IBM will pay $190 per share to acquire Red Hat which is a premium of 63% over Friday’s (Oct 26) closing share price. Red Hat gives its software away for free but makes a return on that software by offering customizations and services of that software for enterprise customers. This makes Red Hat a good fit for IBM, which is also focused on both the enterprise and services, but calls into question IBM’s historic claims to a major cloud player.

If IBM was a major player in the cloud, arguably it would not need to take the risk of leveraging the balance sheet to this scale. IBM’s cloud claims are mostly based on the fact that it sells a lot of servers for use in the cloud which I don’t think really counts.

However, with Red Hat, IBM gets a foothold – not to challenge Amazon, Alibaba Cloud, Microsoft or Google, but to become their biggest supplier. Hence, this acquisition is about IBM becoming the picks and shovels of the trend to move computing into both public and private clouds.

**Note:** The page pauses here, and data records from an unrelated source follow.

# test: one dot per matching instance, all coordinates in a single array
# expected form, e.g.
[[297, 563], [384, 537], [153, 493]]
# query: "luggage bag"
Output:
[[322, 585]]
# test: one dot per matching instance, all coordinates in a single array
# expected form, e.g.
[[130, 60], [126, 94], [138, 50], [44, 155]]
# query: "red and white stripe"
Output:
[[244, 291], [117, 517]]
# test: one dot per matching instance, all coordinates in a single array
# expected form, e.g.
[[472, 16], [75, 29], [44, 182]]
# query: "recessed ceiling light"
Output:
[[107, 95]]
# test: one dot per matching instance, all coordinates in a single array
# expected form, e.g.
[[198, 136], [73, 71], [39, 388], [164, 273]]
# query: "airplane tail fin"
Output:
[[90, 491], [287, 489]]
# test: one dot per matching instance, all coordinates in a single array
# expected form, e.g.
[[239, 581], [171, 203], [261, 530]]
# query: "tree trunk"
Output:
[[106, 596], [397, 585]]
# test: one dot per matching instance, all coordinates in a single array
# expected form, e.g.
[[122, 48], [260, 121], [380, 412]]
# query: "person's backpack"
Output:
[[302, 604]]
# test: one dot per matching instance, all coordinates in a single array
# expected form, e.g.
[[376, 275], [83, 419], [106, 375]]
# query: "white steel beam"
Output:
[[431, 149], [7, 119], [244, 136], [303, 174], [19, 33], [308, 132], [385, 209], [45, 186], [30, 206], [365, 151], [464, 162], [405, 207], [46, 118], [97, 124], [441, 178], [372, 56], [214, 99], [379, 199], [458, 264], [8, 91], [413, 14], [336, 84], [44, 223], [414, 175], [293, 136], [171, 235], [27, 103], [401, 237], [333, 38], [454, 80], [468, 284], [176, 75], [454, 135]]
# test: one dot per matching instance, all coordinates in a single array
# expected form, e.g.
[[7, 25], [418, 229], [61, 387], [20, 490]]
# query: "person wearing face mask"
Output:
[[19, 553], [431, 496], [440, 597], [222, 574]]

Red Hat will become a unit of IBM’s Hybrid Cloud division but will continue to operate pretty much independently. This means that there are no tangible synergies to be had, but being owned by IBM should enhance Red Hat’s ability to win business, as well as give IBM’s Hybrid Cloud business greater credibility.

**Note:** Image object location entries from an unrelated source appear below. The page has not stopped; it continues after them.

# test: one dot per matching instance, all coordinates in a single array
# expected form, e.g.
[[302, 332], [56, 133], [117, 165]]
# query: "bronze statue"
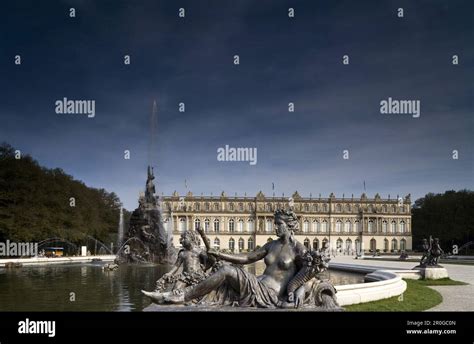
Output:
[[288, 280], [431, 252]]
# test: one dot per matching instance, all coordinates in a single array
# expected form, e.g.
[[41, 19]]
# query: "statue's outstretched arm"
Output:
[[242, 258]]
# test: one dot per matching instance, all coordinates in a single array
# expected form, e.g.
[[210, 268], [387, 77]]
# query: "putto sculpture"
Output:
[[290, 279]]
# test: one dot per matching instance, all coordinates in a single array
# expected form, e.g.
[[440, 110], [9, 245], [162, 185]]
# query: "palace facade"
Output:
[[241, 224]]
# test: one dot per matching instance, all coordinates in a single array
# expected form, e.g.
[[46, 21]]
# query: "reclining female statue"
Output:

The aim here is obviously to take market share in this fast-growing market, which is badly needed to push IBM’s revenues back into positive territory. IBM’s revenues have been falling since 2012, and even its cloud business is growing far more slowly than the market, signalling that something needed to change.

This change is Red Hat and IBM can now justifiably make the claim that it is a major player in the cloud.

Red Hat is currently growing around 18% YoY with about $3 billion in revenues, but IBM will need to push that up if it wants Red Hat to have a meaningful impact on its circa $80 billion of annualized revenues. This is the challenge that now lies before IBM’s management, as the cost of this acquisition is going to make an indelible mark on the company’s capital structure.